First Boston Marathon experiece as sweet as a Hershey Kiss for Wright
Everybody asks marathoners why they keep coming back for more when their feet and knees tell them to please do something else with their time.
Of course, it’s easy to keep going when Boston Marathon fans treat you to Hershey kisses as well as the real kisses.
“It’s a thrill to go back there … the whole city turns out, and they have a million people along the route,” said Les Wright, who completed his first Boston Marathon in 3 hours, 59 minutes and 12 seconds on April 17. “If you put your name on your shirt, they’re calling your name and rooting you on. They hand out Hershey Kisses, and the girls of Wellesley and Boston colleges offer the real kisses. They even hand out unopened cans of Bud if you’re stupid enough to take them.
“The crowd is so incredible that you don’t want to stop or walk because they are cheering you on.”
The director of the Lake Tahoe Marathon did the Boston jaunt, in part, to improve his own marathon, but also to experience the thrill of participating in what many consider the granddaddy of all marathons.
“I want to run because I want to know what the runners are going through … how to stack up the water and pass it out when the mobs come through the aid stations,” said the 58-year-old Wright.
With 18,000 entrants, race organizers eased the chaotic start by classifying runners in one of 19 corrals based on their qualifying times.

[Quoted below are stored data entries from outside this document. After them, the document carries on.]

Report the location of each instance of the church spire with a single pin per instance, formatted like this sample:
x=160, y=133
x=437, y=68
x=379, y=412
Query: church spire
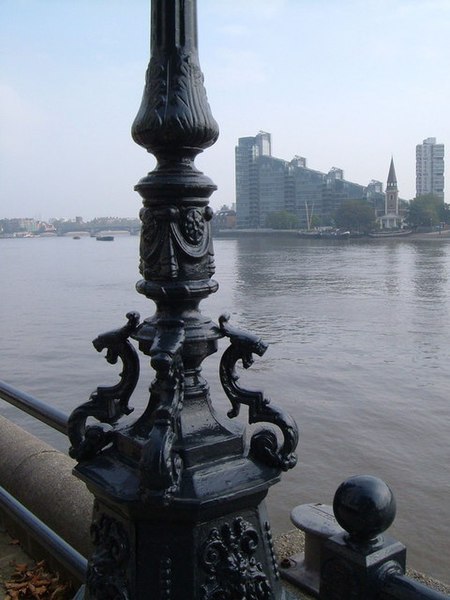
x=392, y=177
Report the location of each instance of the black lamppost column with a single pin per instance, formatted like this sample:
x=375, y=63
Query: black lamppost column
x=179, y=511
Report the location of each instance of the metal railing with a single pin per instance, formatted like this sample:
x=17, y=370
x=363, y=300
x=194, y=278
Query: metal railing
x=36, y=408
x=48, y=539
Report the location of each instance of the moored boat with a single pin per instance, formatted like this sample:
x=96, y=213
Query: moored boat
x=390, y=234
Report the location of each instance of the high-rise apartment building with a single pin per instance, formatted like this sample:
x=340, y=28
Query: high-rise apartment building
x=265, y=184
x=430, y=168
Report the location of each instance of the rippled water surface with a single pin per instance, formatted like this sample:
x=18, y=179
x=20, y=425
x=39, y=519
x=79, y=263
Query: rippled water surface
x=359, y=354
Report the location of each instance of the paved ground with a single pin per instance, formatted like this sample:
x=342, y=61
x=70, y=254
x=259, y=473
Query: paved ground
x=286, y=545
x=10, y=554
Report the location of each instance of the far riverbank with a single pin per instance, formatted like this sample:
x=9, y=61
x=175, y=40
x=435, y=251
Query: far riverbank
x=238, y=233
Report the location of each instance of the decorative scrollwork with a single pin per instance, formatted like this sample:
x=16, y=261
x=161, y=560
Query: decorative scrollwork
x=160, y=465
x=106, y=576
x=228, y=557
x=173, y=241
x=106, y=404
x=264, y=445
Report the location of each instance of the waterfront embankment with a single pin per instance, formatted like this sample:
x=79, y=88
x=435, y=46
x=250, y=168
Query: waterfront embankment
x=41, y=478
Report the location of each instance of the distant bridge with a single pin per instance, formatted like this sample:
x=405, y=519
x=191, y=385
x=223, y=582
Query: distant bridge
x=69, y=228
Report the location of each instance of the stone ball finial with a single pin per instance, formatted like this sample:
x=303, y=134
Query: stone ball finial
x=365, y=507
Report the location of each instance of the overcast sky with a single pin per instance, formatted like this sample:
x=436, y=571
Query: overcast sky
x=345, y=83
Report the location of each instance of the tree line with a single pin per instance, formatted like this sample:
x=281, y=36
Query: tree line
x=358, y=215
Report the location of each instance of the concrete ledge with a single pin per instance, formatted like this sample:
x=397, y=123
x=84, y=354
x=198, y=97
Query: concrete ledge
x=41, y=479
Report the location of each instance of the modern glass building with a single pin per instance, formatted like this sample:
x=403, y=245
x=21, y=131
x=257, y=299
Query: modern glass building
x=265, y=184
x=430, y=168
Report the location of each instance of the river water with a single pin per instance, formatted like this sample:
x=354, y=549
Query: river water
x=359, y=354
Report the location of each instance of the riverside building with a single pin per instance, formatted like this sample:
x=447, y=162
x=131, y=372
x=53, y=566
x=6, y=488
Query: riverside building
x=265, y=184
x=430, y=168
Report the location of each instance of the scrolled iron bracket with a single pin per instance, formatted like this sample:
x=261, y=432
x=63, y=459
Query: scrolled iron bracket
x=106, y=404
x=264, y=445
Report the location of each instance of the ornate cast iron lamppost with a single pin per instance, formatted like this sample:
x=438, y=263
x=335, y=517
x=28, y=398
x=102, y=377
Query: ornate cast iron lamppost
x=179, y=511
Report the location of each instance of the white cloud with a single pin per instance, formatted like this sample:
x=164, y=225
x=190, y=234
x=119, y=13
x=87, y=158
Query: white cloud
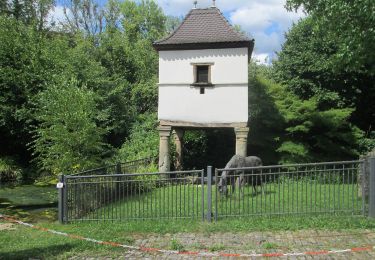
x=56, y=15
x=262, y=58
x=265, y=20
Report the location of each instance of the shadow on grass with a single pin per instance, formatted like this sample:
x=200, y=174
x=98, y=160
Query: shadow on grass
x=37, y=252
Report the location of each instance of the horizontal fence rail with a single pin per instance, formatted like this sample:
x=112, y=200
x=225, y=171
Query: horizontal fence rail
x=315, y=188
x=120, y=168
x=173, y=195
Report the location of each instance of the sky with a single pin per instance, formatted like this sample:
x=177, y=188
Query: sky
x=264, y=20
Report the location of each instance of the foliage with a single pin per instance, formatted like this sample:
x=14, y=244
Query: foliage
x=177, y=245
x=306, y=67
x=68, y=138
x=143, y=139
x=9, y=170
x=297, y=129
x=28, y=63
x=351, y=23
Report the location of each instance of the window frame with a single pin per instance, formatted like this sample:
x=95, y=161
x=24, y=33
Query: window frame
x=209, y=76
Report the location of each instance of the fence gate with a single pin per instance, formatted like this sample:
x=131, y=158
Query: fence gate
x=316, y=188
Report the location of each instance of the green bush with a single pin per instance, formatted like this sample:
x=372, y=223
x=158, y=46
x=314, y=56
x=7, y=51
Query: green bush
x=9, y=170
x=69, y=137
x=143, y=141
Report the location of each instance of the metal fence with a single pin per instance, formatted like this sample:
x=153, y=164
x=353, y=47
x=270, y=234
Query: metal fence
x=120, y=168
x=132, y=196
x=316, y=188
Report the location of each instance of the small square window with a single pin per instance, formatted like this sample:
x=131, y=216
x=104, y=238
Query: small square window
x=202, y=74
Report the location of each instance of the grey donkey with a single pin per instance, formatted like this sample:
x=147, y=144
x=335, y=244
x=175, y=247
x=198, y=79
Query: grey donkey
x=238, y=161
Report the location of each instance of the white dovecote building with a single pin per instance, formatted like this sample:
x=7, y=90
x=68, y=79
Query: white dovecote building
x=203, y=80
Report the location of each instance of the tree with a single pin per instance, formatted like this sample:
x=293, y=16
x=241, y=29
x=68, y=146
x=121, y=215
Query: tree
x=286, y=128
x=68, y=138
x=306, y=66
x=29, y=61
x=351, y=23
x=84, y=16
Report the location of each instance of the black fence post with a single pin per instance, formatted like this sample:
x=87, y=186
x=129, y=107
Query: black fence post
x=209, y=193
x=61, y=199
x=372, y=187
x=118, y=168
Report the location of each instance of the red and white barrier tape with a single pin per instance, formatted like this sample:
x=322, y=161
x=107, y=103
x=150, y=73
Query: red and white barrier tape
x=203, y=254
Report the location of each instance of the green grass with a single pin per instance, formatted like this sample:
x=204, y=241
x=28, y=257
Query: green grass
x=24, y=242
x=29, y=202
x=185, y=201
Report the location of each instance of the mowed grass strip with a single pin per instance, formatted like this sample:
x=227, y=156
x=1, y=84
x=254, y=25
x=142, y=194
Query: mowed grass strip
x=18, y=242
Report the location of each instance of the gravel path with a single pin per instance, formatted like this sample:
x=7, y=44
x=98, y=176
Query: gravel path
x=260, y=242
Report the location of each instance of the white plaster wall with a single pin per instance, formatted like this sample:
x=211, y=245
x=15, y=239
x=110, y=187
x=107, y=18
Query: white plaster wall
x=226, y=102
x=222, y=104
x=230, y=65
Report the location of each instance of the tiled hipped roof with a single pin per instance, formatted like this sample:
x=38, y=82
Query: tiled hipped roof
x=204, y=28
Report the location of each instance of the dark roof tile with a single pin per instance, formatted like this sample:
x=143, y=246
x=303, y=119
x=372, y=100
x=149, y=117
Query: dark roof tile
x=204, y=26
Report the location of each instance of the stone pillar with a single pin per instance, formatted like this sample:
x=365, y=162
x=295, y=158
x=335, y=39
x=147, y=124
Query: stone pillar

Wright left in the 17th group and didn’t let the slow start or 26-degree wind-chill factor spoil his special day.
“It took 11 minutes to get to the start line and my first mile was 11 minutes because it was so crowded,” Wright said. “I had my watch so I knew my time exactly, and I felt I could have run another five or six miles.”
Wright, who has run six marathons in the past 16 months, finished under the four-hour mark for the fourth consecutive time.
While Wright mixed business with pleasure in his Boston debut, 1990 South Tahoe High graduate Brent Foster learned that his competitive streak hasn’t left his aging body.
Foster, who now resides in Cibecue, Ariz., finished 332nd with a blazing time of 2:47 in his Boston debut.
“I kind of surprised myself,” said Foster, who was the Nevada state champion in the 3,200 meters in 1990. “I was surprised when I crossed the finish line. It seemed like there were a whole lot more people ahead of me than that.”
Foster said he became burnt out on running after briefly competing in college but became reinvigorated in the sport after coaching a high school cross country team.
“I’ve got the marathon bug, and I think I’ll keep going,” he said.
Foster also became enamored with the fans in Boston.
“The difference between the East Coast and out here is they’re not spectators over there, they’re fans. The spectators out here are more laid back, but not into it. It was neat to have that support,” Foster said. “It was also neat passing all of the historical sites and having all the college kids coming out and cheering you on.”
The 28-year-old Foster paid the price for drawing a starting slot in the No. 1 corral.
“They shipped us out to the starting line two hours before the start and we were all huddled in a big tent with the wind blowing,” he said. “It was OK once we got going, but four miles from the finish a breeze started picking up and my hands started turning numb.”